I tifosi della Juventus possono tirare un sospiro di sollievo, difatti non ci sarà nessuno prova Tv nei confronti del difensore Giorgio Chiellini per il colpo dato a Pazzini durante la partita di sabato sera tra Juventus e Milan, il motivo per cui non ci sarà è abbastanza semplice, l’arbitro Damato ha visto ed ha giudicato, per tanto la prova Tv risulta essere inammissibile.

Lo stesso arbitro interpretato dal giudice sportivo in merito all’episodio avvenuto al 41^ minuto di gioco nei pressi dell’area bianconera ha detto: “Ho visto direttamente il contatto  e lo ho giudicato come semplice contatto di gioco  in quanto Chiellini ha cercato di prendere posizione per anticipare con un colpo di testa il suo diretto avversario”

Questo è il  comunicato ufficiale: “Gara Soc. JUVENTUS – Soc.
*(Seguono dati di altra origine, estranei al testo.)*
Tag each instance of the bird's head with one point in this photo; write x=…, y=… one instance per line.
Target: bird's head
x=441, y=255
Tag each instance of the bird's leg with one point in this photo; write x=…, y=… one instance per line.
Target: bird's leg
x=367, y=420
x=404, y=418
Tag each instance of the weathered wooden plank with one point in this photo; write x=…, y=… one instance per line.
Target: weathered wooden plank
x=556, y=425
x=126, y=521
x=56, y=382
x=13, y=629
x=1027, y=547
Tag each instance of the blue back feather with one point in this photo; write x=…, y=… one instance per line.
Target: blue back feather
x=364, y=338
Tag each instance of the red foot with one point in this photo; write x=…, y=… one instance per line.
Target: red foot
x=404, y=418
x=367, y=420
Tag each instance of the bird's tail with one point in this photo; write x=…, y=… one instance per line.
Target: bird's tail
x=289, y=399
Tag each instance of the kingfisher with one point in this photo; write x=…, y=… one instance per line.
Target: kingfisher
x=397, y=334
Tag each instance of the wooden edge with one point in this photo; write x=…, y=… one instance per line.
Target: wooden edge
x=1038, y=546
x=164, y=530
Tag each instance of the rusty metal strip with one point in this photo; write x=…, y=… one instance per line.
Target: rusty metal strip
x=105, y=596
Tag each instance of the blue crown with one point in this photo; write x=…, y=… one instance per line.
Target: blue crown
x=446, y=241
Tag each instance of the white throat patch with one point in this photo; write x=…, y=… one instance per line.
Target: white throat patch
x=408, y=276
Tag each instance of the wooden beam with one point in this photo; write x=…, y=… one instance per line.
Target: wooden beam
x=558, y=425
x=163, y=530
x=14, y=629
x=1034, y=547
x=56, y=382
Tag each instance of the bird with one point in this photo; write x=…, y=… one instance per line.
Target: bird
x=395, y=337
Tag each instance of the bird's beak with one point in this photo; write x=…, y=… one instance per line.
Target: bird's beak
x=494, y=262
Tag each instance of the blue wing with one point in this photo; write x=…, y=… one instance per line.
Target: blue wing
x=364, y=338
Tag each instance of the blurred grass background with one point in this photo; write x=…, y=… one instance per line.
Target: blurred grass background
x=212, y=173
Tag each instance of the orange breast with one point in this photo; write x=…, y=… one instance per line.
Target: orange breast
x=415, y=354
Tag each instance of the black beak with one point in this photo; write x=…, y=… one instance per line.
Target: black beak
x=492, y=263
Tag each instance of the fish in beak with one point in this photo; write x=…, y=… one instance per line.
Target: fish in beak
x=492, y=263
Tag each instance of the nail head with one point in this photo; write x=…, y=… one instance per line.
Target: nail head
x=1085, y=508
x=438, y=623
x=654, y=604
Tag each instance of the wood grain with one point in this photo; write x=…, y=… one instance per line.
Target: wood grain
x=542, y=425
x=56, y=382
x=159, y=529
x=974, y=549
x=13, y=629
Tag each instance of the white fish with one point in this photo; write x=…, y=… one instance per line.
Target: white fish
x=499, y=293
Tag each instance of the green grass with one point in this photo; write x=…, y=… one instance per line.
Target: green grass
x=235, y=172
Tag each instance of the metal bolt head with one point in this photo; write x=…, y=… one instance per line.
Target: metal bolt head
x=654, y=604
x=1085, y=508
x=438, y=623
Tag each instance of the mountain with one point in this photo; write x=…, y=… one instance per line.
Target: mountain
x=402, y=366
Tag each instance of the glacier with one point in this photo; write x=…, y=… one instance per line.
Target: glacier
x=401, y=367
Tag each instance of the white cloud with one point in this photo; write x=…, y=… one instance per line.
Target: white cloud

MILAN Il Giudice Sportivo, ricevuta dal Procuratore federale rituale segnalazione ex art. 35, n. 1.3 (a mezzo fax pervenuto alle ore 13.05 del 9 febbraio 2015) in merito al comportamento tenuto al 41° minuto del primo tempo dal calciatore Giorgio Chiellini (Soc. Juventus) nei confronti del calciatore Giampaolo Pazzini (Soc. Milan); acquisite ed esaminate le relative immagini televisive (Sky), di piena garanzia tecnica e documentale; osserva: le immagini televisive documentano che, nella circostanza segnalata, il calciatore bianco-nero, al limite della propria area di rigore, nel prendere posizione onde impedire che il pallone, lanciato dalla zona centrale del campo, raggiungesse l’attaccante rosso-nero, retrocedendo colpiva con il braccio destro il capo dell’antagonista, che cadeva dolorante al suolo. L’azione proseguiva senza che l’Arbitro adottasse alcun provvedimento disciplinare. Il Direttore di gara, interpellato da questo Ufficio, dichiarava (con mail delle ore 13.16 del 9 febbraio) “…ho visto direttamente il contatto avvenuto tra il calciatore della Juventus Chiellini e 149/409 il calciatore del Milan Pazzini valutandolo come un normale contatto di giuoco in quanto il Chiellini cercava di prendere posizione e tentare di anticipare di testa il suo diretto avversario”. Il comportamento del Chiellini è stato quindi “visto” dall’Arbitro e congruamente giudicato, con una valutazione comunque insindacabile nel merito da questo Giudice, rendendo in tal modo la segnalazione del Procuratore federale carente della condizione di ammissibilità. P.Q.M. delibera di dichiarare inammissibile la richiesta formulata dalla Procuratore federale di cui alla premessa ex art. 35, n. 1 punto 3) CGS.”